カルチョ逍遥

まぁ、球転がしというと、昔イタリアにだらだらといた頃、夜は暇なのでよくテレビなんぞをつけた。当然イタリア人の男の脳味噌の40パーセントは球転がしで占められているので(残る40パーセントは女の事で、10パーセントがマンジャーレ/食うこと、7パーセントがバカンスのことで、仕事は1パーセントくらいか)テレビの内容はおのずとカルッチョ関連が多い。
或る時ぼやっとつけたら朝まで生テレビみたいな討論番組をやっていた。大の男がモノすごく真剣に熱く語っている。「いるぷろちぇっそ」とかナンとかいうような番組で、よくよく見ると要するにカルッチョにおける本日のプレイは妥当か?否か?口角泡をとばして議論しているのだ。中田のプレイなども俎上に上がっていた。メガネをかけたカルッチョオタな男が右手を軽く握って上下に動かすというすこぶる下品な手つきで熱く語っている様が映し出されなんともイタリアってぇ処はすごいところだと思いましたよ。

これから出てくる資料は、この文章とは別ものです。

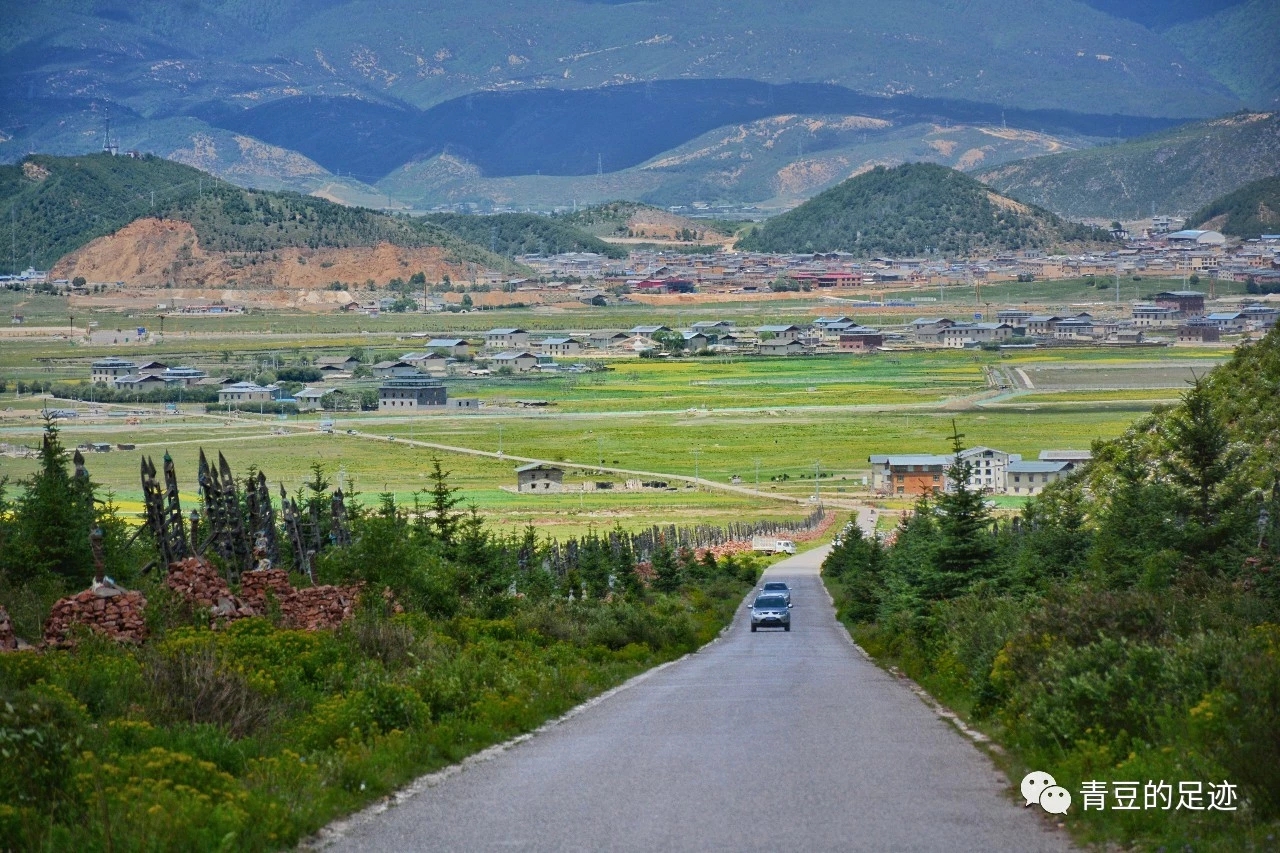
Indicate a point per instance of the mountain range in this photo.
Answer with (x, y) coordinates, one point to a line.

聞けば南米や中南米ではサッカーというのは或る種の霊的な、哲学的な存在でもあるそうで、単なる第三世界におけるサクセスストーリーという問題ではない、サッカーをすることの意義みたいなものがあるらしい。こうなると馬鹿に出来ない。脳味噌筋肉馬鹿。などと揶揄してはいけないような人間の尊厳にすら関わるようなそういうものみたいだ。南米や中南米の人々のとってのサッカーは神聖な領域にまで昇華しているようでもある。だからあれほどまでに強いのかもしれない。
第三世界の人々にとっての生きる糧のようなものか?教会はよく教会の敷地を解放して貧しい子供たちのサッカーチームを援護してきたりしたらしい。イタリアではドン・ボスコという人がそういう子供たちの面倒をみてきたそうだ。貧しい子供たちを集めサッカーチームを作ったらしいよ。で、教会リーグなんぞで鍛えた子供たちが育ち、スタープレイヤーとなる。そういう時の教会というのは人々がほんとに必要とするものはなにかを熟知しているんだろうなぁと感心する。


日本の場合、そういうサッカーをしたい子供たちのための空き地がない。公園からは追い出されるとか、色々な不満を聞く。子供は元気の外でかけ回って遊ぶのが仕事だと思うのだけど、今の世の中ではそうもいかない。島では空き地など腐るほどあるからサッカーでもなんでも野蛮に遊ぶことが出来るし、変な大人もいないので安心して外に出せる。やはり子供の頃からの鍛練は大切だろうし、都会でも子供たちの遊べる空間があるといいのに。そうすれば日本のチームにもどんどんよい選手が産まれるだろうね。島(田舎とかも)はその点、有利だな。野蛮なサッカーをして鍛えて欲しいですね。